Si l'état d'un amoureux éconduit peut être comparé à celui d'un individu en manque, il convient de s'intéresser à ce qui se passe dans le cerveau d'un cocaïnomane lorsqu'il arrête de prendre sa drogue. C'est en tout cas, ce qu'en ont conclu les instigateurs de cette recherche.
Si pendant les premiers temps, les circuits de récompense sont toujours sollicités, entraînant le désir de recommencer, tout comme l'amoureux éconduit éprouve le désir de rentrer en contact avec son ancien partenaire, les études menées grâce à l'imagerie cérébrale montrent que ces circuits de récompense s'épuisent naturellement et que d'autres parties du cerveau sont sollicitées. « Ça suppose que les gens s'en remettent. La douleur partira avec le temps, qu'il y a une lumière au bout du tunnel. », explique le professeur Boutwell.
Et c'est Bechara qui apporte un début d'explication sur ce processus, grâce à ses études menées auprès de femmes et d'hommes traversant une rupture amoureuse. Il a pu observer qu'une fois rejeté et surtout compris que la poursuite de cet ancien partenaire était sans issue, le cerveau enclenche naturellement un processus de détachement.
Le cerveau va favoriser le choix le plus avantageux pour l'individu et va réinvestir un système de récompense qui va dans ce sens. Il va se mettre en place un processus d'apprentissage d'abandon du partenaire. Il faudra alors quelques semaines, voire quelques mois, pour que ce processus devienne effectif et que nous soyons de capables de passer à autre chose.
Bien sûr, si cela correspond à un processus naturel, ce délai est ensuite à rapprocher de son histoire et environnement personnel, qui influencent à leur tour notre capacité à rompre.

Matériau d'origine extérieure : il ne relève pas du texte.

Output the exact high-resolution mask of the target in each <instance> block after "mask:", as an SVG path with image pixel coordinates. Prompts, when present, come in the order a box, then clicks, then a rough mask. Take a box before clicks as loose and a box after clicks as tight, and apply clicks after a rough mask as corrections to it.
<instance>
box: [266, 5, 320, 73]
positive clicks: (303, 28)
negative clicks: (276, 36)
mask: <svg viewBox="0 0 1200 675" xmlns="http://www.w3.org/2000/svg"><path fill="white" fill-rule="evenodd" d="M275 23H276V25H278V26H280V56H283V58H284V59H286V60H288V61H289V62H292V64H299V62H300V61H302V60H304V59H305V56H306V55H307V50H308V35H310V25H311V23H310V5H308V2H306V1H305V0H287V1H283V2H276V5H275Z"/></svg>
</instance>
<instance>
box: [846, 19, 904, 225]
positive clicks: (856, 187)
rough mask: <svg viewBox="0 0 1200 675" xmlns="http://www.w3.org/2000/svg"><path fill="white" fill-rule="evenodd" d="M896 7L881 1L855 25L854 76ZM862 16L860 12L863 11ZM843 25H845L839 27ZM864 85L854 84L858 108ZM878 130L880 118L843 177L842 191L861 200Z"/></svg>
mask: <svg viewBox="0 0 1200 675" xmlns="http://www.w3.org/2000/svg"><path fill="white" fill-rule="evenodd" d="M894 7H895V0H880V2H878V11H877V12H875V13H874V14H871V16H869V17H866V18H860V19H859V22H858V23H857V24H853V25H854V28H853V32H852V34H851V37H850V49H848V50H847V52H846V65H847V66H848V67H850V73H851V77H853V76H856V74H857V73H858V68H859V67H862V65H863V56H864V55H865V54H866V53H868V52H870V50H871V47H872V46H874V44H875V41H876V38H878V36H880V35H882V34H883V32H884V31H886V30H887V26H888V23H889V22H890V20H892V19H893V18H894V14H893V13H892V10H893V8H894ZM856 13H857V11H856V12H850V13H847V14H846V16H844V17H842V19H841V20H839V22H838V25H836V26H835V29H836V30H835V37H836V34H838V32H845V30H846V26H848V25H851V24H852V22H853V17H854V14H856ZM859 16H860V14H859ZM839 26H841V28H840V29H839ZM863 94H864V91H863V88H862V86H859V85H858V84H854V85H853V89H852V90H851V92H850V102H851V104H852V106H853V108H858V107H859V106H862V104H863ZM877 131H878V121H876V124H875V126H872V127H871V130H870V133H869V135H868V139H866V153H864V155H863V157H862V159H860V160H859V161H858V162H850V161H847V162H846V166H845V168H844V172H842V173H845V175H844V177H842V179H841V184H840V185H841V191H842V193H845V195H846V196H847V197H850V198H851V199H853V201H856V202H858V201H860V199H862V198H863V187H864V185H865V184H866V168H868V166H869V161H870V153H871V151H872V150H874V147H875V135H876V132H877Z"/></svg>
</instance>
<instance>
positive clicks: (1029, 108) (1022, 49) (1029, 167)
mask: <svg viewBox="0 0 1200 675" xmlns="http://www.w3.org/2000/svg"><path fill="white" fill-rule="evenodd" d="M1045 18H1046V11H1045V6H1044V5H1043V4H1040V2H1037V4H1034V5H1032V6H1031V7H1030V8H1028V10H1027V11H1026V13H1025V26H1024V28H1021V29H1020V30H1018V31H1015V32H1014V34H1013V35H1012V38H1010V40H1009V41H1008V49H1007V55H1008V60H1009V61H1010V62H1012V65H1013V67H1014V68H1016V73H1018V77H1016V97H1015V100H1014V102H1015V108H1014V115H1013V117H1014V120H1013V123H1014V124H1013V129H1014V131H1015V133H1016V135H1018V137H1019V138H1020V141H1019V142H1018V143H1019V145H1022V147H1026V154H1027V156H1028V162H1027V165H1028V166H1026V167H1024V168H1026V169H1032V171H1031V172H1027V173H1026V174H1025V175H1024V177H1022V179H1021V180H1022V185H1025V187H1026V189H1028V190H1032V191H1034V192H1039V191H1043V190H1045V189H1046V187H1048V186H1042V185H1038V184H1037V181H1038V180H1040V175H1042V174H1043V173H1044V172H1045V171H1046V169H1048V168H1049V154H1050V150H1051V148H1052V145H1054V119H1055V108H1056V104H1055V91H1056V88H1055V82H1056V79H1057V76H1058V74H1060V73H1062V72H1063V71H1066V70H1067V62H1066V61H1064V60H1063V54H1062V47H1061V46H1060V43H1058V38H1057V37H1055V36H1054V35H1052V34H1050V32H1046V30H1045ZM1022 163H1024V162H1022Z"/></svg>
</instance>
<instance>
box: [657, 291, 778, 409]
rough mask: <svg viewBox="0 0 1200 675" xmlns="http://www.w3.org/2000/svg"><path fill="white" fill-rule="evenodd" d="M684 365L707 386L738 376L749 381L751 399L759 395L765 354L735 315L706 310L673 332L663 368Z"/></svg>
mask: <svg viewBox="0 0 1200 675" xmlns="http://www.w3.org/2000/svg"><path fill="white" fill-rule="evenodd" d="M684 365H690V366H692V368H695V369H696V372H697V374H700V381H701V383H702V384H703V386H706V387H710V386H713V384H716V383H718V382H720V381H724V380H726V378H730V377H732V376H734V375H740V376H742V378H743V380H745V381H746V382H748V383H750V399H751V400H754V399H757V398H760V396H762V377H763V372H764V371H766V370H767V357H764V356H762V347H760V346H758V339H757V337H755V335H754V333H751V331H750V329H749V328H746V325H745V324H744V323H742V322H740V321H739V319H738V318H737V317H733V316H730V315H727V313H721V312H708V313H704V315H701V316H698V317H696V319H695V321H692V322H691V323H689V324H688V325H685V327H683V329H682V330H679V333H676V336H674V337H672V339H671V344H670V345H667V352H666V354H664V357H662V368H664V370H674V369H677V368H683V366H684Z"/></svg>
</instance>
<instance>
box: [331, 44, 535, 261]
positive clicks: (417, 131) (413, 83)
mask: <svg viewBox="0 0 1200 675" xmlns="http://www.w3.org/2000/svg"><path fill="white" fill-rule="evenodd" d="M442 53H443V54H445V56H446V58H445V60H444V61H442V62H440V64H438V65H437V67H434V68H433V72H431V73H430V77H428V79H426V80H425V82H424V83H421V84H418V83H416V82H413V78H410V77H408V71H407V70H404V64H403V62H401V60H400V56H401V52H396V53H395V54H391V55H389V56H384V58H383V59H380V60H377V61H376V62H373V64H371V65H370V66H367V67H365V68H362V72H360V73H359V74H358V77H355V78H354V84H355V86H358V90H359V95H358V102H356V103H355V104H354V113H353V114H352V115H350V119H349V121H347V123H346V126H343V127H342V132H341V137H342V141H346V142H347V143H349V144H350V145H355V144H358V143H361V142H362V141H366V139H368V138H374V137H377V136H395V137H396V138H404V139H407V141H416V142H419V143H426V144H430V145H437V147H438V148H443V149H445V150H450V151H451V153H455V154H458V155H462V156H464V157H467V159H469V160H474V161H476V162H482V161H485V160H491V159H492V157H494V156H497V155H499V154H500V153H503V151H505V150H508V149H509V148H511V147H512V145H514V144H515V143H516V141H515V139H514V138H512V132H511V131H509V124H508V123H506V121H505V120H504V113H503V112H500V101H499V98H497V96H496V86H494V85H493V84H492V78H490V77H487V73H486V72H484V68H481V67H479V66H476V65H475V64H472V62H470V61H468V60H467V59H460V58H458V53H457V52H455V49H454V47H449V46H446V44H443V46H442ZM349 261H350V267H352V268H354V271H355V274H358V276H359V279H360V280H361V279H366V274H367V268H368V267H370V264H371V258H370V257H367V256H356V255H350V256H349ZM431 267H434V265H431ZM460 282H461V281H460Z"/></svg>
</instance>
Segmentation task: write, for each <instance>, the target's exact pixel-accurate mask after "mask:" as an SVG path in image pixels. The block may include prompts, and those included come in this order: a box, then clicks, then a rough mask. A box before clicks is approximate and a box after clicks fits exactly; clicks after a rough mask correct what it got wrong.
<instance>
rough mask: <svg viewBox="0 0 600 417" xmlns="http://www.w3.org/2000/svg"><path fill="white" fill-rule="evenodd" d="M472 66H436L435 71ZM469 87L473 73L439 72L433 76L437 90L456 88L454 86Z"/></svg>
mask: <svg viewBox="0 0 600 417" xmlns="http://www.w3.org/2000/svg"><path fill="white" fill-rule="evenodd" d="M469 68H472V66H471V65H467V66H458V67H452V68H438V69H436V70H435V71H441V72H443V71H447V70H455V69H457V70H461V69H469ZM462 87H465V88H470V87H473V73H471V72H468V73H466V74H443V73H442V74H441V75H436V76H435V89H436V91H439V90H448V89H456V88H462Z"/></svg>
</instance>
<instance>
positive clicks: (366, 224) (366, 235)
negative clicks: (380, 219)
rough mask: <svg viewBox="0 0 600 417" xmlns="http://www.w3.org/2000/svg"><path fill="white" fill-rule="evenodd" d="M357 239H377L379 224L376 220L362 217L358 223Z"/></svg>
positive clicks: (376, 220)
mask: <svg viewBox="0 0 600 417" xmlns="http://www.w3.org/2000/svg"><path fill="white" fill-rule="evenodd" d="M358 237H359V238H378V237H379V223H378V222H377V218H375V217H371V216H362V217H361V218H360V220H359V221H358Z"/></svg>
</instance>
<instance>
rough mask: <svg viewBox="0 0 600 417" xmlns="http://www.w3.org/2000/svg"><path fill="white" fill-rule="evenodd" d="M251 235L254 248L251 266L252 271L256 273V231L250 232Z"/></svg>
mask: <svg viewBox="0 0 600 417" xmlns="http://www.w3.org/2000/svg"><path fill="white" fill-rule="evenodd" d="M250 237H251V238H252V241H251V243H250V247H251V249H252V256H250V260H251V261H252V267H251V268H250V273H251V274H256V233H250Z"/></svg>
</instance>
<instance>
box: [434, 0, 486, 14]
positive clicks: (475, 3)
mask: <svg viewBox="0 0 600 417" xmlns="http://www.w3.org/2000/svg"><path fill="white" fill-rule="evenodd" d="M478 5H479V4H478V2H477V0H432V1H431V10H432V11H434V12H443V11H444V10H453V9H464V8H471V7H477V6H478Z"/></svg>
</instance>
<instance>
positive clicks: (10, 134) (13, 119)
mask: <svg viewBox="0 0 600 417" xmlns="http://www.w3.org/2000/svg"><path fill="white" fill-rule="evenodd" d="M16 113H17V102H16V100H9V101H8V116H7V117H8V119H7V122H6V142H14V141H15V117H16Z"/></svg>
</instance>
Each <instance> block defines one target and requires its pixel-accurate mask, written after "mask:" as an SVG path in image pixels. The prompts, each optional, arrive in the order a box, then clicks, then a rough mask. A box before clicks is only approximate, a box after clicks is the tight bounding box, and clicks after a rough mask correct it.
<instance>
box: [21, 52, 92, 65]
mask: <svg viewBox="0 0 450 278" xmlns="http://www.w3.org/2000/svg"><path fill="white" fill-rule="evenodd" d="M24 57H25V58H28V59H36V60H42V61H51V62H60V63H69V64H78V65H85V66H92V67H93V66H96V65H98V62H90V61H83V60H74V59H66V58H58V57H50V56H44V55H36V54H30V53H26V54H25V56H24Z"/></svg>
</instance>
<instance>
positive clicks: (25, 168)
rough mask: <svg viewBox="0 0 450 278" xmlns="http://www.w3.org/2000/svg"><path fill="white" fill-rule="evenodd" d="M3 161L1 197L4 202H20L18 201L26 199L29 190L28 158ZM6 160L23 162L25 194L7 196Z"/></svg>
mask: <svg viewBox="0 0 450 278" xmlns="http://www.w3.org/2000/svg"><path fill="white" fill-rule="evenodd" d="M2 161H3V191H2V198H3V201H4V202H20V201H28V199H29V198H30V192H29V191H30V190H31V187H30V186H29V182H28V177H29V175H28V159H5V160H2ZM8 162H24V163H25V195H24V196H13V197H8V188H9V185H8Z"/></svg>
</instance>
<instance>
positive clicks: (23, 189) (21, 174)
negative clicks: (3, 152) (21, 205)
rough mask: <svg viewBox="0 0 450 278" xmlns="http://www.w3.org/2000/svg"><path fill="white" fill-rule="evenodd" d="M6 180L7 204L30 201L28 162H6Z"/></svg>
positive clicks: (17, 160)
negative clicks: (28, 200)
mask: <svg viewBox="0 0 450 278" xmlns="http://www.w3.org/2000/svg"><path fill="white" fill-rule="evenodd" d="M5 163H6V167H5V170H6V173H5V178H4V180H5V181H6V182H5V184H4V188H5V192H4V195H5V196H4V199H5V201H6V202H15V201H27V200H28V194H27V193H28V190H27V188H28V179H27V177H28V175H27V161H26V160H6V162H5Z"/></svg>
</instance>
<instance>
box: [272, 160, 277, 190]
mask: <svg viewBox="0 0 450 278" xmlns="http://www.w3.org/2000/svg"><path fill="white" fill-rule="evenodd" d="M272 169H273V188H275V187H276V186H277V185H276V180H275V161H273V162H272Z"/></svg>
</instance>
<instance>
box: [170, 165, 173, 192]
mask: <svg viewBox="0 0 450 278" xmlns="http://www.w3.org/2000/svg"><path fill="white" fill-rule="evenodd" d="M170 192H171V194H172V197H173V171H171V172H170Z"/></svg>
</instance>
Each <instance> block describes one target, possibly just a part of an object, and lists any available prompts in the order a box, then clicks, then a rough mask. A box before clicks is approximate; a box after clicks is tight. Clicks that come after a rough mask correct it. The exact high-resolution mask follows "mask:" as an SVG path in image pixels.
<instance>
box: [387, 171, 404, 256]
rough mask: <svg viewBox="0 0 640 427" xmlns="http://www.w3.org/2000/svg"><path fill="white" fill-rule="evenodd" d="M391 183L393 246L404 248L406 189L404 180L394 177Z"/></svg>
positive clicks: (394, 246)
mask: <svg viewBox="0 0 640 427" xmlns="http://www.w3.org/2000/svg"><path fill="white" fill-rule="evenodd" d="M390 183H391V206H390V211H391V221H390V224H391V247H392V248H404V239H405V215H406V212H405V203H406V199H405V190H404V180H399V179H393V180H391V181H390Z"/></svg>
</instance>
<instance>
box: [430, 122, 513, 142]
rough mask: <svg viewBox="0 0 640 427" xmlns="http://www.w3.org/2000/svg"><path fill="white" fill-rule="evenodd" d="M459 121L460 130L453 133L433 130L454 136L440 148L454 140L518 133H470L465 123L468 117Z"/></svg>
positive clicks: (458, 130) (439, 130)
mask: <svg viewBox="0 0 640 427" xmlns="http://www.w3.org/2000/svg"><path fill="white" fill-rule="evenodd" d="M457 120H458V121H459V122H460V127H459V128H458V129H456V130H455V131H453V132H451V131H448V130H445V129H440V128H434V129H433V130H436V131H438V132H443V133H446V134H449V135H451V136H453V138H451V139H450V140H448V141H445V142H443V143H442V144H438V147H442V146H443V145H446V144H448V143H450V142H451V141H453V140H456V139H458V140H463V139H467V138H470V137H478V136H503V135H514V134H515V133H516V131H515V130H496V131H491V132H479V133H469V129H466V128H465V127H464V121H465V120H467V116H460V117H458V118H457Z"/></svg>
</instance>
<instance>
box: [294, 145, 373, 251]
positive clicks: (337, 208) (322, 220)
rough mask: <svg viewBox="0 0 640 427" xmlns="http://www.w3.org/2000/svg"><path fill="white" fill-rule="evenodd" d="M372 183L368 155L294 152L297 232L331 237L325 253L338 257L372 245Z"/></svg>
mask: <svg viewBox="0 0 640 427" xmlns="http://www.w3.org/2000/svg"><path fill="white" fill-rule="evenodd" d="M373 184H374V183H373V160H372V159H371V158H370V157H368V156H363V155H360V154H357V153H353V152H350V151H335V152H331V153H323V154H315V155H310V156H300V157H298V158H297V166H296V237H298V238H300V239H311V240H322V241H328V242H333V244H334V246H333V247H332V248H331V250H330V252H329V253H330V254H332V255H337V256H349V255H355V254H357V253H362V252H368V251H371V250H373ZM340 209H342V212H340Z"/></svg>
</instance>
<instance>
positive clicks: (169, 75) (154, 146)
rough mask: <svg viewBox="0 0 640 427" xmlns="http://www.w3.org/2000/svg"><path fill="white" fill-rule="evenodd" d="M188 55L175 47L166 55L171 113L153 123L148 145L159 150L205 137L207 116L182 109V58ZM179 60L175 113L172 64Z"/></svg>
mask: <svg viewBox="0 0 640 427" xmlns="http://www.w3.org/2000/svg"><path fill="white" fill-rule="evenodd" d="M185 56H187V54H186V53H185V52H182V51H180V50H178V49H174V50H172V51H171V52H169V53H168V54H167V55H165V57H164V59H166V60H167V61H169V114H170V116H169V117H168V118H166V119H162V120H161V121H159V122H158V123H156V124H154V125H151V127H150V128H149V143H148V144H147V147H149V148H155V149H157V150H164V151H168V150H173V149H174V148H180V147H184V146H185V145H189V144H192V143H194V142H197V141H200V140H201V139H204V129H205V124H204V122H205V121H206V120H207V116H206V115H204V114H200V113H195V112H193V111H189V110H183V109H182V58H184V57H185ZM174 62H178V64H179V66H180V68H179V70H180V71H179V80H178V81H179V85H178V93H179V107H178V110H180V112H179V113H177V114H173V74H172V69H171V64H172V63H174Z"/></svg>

Car, comme le souligne le psychologue Moussa Nabati, certains événements survenus à l'âge adulte peuvent être une grande source de souffrance, car ils ont réveillé de vieilles blessures mal cicatrisées. En résumé, s'il est tout à fait normal de connaître un état de déprime suite à une rupture et qu'il n'y a aucun lieu de s'en alarmer, si la douleur persiste après plusieurs mois, il peut s'avérer intéressant de se demander si cet événement n'est pas allé toucher une blessure beaucoup plus ancienne et toujours béante.